WB: custom; f 11.0; shutter speed: 1/6 ISO 100
Of the 4 photographs this appears to be the best setting. The colours appear realistic and natural and there is a definite sense that the photo has been taken at sunset. Skin tones are rich and vibrant and the background is rendered accurately.
 

WB: Daylight; f 11.0; shutter speed 1/6; ISO 100
The daylight WB setting has worked well and there is little difference between this and the custom WB setting except that perhaps the colours do not appear as rich  and highlights are perhaps brighter. Again, skin tones are accurate and the background is the right colour.

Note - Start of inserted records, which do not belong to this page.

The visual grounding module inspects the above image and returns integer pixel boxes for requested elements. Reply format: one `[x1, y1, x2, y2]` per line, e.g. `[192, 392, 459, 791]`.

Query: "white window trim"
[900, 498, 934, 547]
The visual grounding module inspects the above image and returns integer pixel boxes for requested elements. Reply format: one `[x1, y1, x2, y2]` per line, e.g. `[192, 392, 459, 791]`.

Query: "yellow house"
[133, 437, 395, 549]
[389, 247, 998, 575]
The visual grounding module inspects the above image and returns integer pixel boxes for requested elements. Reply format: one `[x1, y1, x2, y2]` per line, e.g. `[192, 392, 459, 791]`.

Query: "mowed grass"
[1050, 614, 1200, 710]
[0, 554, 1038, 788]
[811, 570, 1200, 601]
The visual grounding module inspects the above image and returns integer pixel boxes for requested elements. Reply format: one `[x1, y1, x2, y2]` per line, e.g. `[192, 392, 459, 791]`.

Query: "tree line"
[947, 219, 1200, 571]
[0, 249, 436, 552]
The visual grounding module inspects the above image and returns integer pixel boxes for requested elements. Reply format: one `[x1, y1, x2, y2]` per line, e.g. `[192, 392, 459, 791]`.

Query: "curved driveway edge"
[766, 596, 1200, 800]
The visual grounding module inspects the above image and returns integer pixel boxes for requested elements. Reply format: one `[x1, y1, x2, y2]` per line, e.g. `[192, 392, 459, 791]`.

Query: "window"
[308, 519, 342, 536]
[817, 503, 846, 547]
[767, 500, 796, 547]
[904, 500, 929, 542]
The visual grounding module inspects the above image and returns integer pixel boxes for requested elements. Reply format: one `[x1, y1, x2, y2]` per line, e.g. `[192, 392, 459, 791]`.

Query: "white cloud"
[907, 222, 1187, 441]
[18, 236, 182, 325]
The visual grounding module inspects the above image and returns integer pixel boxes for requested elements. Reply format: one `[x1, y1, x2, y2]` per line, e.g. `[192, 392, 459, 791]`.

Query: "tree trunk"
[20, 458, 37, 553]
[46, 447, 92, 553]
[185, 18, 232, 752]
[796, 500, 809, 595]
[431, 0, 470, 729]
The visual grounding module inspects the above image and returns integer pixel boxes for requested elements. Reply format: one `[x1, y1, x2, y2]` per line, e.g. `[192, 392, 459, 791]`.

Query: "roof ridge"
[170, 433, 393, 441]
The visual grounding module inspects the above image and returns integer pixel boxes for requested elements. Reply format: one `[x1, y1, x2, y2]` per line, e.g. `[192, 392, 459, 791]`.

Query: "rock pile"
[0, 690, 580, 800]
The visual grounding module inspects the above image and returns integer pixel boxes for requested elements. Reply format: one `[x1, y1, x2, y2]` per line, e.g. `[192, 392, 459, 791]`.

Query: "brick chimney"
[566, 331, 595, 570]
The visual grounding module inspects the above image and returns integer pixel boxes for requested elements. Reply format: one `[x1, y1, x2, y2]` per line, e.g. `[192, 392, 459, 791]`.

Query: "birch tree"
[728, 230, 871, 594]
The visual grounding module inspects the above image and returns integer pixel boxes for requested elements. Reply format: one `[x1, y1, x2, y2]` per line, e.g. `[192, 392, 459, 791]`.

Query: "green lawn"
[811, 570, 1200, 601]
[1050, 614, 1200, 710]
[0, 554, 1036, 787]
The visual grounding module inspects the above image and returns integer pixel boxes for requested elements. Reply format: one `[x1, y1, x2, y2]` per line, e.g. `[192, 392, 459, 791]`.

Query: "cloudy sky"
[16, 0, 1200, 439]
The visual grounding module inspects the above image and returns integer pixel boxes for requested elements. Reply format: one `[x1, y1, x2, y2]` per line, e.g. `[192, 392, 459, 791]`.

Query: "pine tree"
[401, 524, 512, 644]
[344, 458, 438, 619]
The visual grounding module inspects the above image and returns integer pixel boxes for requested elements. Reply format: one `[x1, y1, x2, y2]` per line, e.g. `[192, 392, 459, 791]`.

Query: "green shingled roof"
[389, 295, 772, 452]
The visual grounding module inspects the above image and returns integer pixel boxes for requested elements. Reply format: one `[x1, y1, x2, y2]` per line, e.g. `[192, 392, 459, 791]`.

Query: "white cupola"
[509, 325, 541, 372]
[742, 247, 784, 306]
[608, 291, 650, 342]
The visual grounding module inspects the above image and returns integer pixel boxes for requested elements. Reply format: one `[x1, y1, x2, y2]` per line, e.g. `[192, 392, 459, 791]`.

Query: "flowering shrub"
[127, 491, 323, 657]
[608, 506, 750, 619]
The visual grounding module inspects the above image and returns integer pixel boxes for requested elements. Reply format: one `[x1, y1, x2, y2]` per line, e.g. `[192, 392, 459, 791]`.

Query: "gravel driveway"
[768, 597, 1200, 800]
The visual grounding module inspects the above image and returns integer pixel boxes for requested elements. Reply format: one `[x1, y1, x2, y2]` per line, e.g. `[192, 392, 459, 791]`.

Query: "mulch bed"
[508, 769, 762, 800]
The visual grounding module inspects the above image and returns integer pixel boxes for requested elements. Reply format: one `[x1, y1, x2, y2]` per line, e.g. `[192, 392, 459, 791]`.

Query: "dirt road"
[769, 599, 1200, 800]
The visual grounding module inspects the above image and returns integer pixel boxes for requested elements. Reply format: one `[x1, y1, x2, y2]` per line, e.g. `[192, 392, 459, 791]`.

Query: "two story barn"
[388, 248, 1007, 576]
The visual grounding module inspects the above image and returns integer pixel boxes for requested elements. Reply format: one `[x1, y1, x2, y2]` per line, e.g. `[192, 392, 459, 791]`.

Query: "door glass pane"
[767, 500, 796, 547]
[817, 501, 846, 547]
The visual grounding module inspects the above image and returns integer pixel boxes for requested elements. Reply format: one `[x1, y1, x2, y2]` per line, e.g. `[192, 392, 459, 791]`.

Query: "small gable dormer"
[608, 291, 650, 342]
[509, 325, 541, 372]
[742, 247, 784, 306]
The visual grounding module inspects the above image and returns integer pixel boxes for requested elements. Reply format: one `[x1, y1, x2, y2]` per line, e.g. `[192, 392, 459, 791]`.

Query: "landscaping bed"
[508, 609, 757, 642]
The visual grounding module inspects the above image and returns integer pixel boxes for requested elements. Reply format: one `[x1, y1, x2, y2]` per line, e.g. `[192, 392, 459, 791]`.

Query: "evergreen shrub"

WB: Shade; f 11.0; shutter speed: 1/4; ISO 100
The Shade setting at this time of day is almost as inadequate as the auto setting. It does not reproduce the colour at the time of day and as with the auto setting the colours are biased towards red under these lighting conditions (interestingly this is not the case in  the other light conditions where Shade WB setting was biased towards orange). Skin tones appear unnatural and unrealistic in the circumstances. The background whilst not pink is till too salmon compared to how it is rendered by the custom and daylight WB settings.
 
In conclusion then this exercise has made it apparent that  the WB setting of a digital camera is crucial to rendering colours accurately and is one of the factors influencing the subtle messages that you want your photo to make (like mood; ambience and emotion). There is no single setting that will work all the time and it is for this reason that I tend to use a custom setting. However, in the absence of a white (or grey) card as a rule of thumb, the auto WB setting should be avoided and you should take into account the lighting conditions at the time of shooting and choose  the appropriate setting, i.e daylight in daylight shooting irrespective of time of day and  shade WB  in shady conditions.